Buy Now Pay Later atau lebih dikenal dengan BNPL menjadi populer di masyarakat Indonesia terutama di 3 tahun terakhir. Semenjak pandemi COVID-19 di tahun 2020 datang, para masyarakat dilanda krisis ekonomi. BNPL hadir berperan sebagai ‘malaikat penyelamat’ untuk masyarakat yang membutuhkan.
Dengan adanya sistem BNPL ini, masyarakat bisa membeli barang-barang yang mereka butuhkan tanpa harus khawatir jika mereka memiliki jumlah uang yang cukup.
Akibatnya, metode pembayaran ini dipuja-puja masyarakat Indonesia karena metode ini dinilai ramah kepada golongan masyarakat yang membutuhkan. Namun, siapa sangka bahwa malaikat penyelamat yang sedang naik daun ini sebenarnya menuntun para penggunanya kedalam jurang krisis finansial?

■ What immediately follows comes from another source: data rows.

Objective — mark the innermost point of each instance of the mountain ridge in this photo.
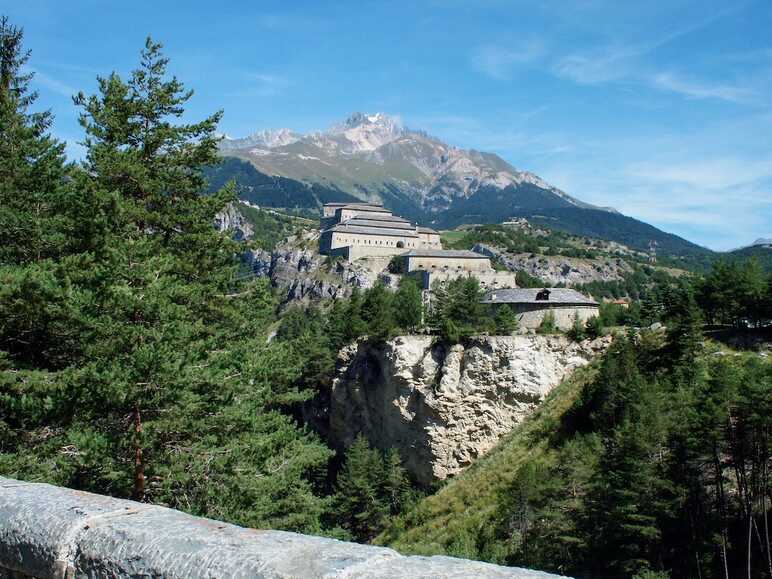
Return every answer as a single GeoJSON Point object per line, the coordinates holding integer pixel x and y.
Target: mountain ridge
{"type": "Point", "coordinates": [373, 157]}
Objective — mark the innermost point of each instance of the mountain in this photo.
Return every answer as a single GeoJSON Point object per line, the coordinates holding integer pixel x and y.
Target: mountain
{"type": "Point", "coordinates": [374, 157]}
{"type": "Point", "coordinates": [760, 250]}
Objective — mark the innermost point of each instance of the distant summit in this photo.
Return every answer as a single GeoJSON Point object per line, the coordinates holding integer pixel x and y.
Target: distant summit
{"type": "Point", "coordinates": [373, 157]}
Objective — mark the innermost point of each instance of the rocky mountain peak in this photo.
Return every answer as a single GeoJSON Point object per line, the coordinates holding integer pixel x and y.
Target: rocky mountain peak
{"type": "Point", "coordinates": [365, 132]}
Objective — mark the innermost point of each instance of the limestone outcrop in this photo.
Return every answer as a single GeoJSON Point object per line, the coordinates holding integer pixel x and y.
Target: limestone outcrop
{"type": "Point", "coordinates": [302, 274]}
{"type": "Point", "coordinates": [443, 407]}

Untuk mengungkap rahasia gelap yang disimpan oleh BNPL, hal penting yang harus diketahui adalah bagaimana BNPL ini berperan sebagai malaikat penyelamat oleh banyak orang. BNPL adalah metode pembayaran jangka pendek yang memudahkan para konsumen untuk membeli barang walau mereka tidak memiliki jumlah uang yang dibutuhkan untuk membeli barang tersebut.
Pembayaran dilakukan dalam bentuk cicilan jangka pendek Di Indonesia, metode BNPL telah diterapkan oleh berbagai aplikasi e-commerce seperti Shopee PayLater, GoPayLater, OVO PayLater, dan sebagainya.
Cara pembayaran BNPL, contohnya pada Shopee PayLater adalah dengan menawarkan empat jenis cicilan, yaitu cicilan 1 kali, cicilan 3 kali, cicilan 6 kali, dan cicilan 12 kali. Walaupun sistemnya hampir mirip dengan kartu kredit, BNPL memberikan bunga 0%.
Sebagai ilustrasi, jika Anda ingin membeli sebuah ponsel dengan harga Rp 12.000.000 namun anda hanya memiliki Rp 1.000.000 saat ini, anda tetap bisa membelinya dengan cicilan 12 kali.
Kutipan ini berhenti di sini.